DeFi or Centralized? What is right for the Crypto future?
With the widespread adoption of crypto, the community that invests in digital assets seems to be split between those who believe in DeFi and those who believe in regulated CeFi. Can scams and no-purpose coins gain traction on the market, or should all existing projects be fully regulated?
The Uniswap Exchange developed by Uniswap Labs was designed to be a completely decentralized crypto exchange that allowed any ERC-20 token to be listed or sold. Uniswap contracts manage each pair and it is possible for anyone, including you, to become a “liquidity provider” by putting reserves in the pair’s pooled assets.
Some have questioned whether the SEC will regulate cryptocurrencies, but Gary Gensler seems very determined to take control of that growing market.

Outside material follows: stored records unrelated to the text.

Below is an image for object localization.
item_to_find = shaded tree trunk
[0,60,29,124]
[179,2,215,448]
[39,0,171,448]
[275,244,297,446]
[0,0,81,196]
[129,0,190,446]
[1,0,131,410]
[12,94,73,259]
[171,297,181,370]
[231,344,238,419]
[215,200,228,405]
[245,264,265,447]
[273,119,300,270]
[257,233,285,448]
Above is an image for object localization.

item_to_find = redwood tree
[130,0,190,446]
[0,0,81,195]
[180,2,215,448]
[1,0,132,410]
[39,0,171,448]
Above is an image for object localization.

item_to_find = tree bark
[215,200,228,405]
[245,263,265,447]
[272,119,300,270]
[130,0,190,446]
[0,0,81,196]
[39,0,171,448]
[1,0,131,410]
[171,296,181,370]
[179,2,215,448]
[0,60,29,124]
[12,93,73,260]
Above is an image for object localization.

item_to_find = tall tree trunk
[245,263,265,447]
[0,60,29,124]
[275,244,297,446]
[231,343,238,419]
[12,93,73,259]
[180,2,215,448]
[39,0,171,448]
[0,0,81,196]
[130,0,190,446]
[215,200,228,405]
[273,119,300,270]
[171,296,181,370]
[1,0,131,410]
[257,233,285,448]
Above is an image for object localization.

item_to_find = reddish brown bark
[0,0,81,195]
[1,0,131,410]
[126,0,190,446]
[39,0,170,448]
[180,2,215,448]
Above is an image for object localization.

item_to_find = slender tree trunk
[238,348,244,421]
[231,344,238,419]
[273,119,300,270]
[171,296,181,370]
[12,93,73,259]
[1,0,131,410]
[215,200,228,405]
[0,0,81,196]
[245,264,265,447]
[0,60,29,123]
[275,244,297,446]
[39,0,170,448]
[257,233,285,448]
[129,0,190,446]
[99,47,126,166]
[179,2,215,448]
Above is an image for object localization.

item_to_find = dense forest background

Decentralized exchanges play an important role in decentralized finance, or DeFi, which has become extremely trendy recently. Operating without any middleman, but through smart contracts — they fulfil the need for no control from a single entity declared by crypto enthusiasts. The potential bugs in the smart contracts, leading to massive losses in assets, leave an open question though on who is responsible if anything on the execution of the contract goes wrong.
Supporters of the DeFi claim that the technology makes finance more accessible and cheaper to a regular user, while the opponents want to protect the investors from high risk investments and scams.

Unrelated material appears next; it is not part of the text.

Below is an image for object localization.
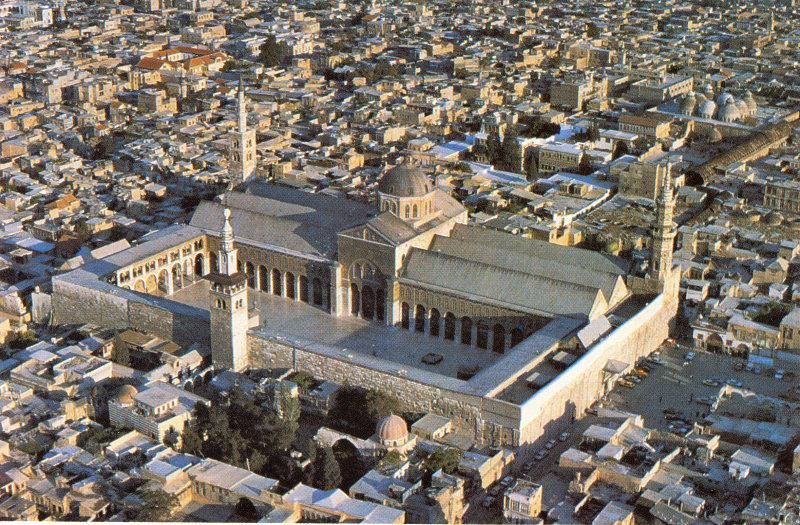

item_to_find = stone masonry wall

In August speech at the Aspen Security Forum, Gary Gensler said, “Right now, we just don’t have enough investor protection in crypto. Frankly, at this time, it’s more like the Wild West” and “If we don’t address the issues, I worry a lot of people will get hurt.”
Centralized or Decentralized it seems that the market is in strong need for regulated tools and whitelisting rules embedded in smart contracts allowing investors to enter the evolving market of crypto with more confidence and trust.